Your ascent to the second floor via the concrete staircase is serenaded by the sound of bouncing basketballs and hoots. Unfortunately, the stench of the nearby sewage has now inundated your clothes. One more thing to throw onto the fire with your office chair. First, the pork-filled rage from the Chief, then the tiny flasher, and now the shitbox. 

This is going to be one long night.

You find apartment 21 and you realize the night just got longer: bogus address. Nobody lives in building 3. Only building 1 appears to be occupied.

"Fuuuuuuuuuuccck..." you whisper to yourself as you check to ensure nobody is around. Nope, it's all clean. Well, dirty, but empty.

"Arrrgghhh!!"
 
You pull your pistol and scan the area. The scream came from the basketball court. Rushing to the scene, you see Meadowlark clutching his ankle.

"It's just twisted," he says.

"I'll call an ambulance," Sweetwater says as he touches the screen of his phone.

Meadowlark limps to the grass and says, "I told you I don't need no ambulance! Put that shit away."

"Aiight."

Curly looks in your direction and says, "You find yer guy?"

You shake your head and reach for another cigarette.

"You gotta play, then," he says and you nearly spit your unlit cigarette from your mouth. "Hey, I got fifty bucks on this game!"

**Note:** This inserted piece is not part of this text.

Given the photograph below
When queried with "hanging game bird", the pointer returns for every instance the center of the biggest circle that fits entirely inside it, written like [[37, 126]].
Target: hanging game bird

You examine the other team: youthful and muscled teens from building 1, no doubt. They grin as they inspect your squat, just-shy-of-300 pounds frame. God certainly designed you better for sitting in a car (or couch) and navigating the occasional staircase, not basketball.

"Go to hell, I'm not playing," you say.

Curly puts his lanky arm around your shoulder and says, "If you do, Sweetwater will look up that address on his phone. It can find all kinds of wacky shit. Like, say, who used to live there. Maybe your guy gave an old address and you can still find him?"

Damn. The 'Trotters know their crime, no mistaken that. The idea makes sense. Heck, you played basketball in high school. Well, you went to a few games. That's gotta count for something! Doc said you need to exercise more, so maybe this can count for the month. —year?

"Fine," you say as you remove your jacket.
 
You do your best to stay out of everyone's way. The game flows from one side of the court to the other and you jog to at least feign some interest. Luckily the ball never comes in your direction.
 
After a few minutes (hours?), you start huffing. The lasagna sits like a cinder block in your gut and you swear it tried a jailbreak more than once. Panting at the center of the court, you decide you are finished. Heart thumping. Sweat drenching. Knees shaking. Screw the Harlem Globetrotters for blackmailing you into this. Screw them all.

"Look alive!" Sweet Lou shouts. "We need this score!"

Your sluggish brain catches up with the action around you and you notice one terrifying fact: that Spaulding is headed right for you!

Somehow, you wrap your meaty fingers around the ball's bumpy surface and your arm erupts in pain. Did he have to throw so hard? Then, your eyes widen. Those young boys on the other team are streaking towards you!

Like a maniac, you try to dribble and run towards the hoop at the same time. You reign in the ball using two hands and pump your legs faster to try and avoid the inevitable clash of athlete vs. lasagna-lovin'-never-has-been. Exhilaration arrives when you realize you are going to get your shot before they reach you. 

You stretch skywards with the ball and collapse as your chest explodes in torrents of agony and ripping. You convulse and vomit some of the lasagna, though most of it just stays in the middle of your throat, stuck in traffic. Your chest constricts like someone is pulling your skin and bones from your spine. As everything tightens beyond your ability to remain conscious, you know what's happening. It's exactly how your father and grandfather died.

Before the world goes black you think you hear Sweetwater say "Heart attack!"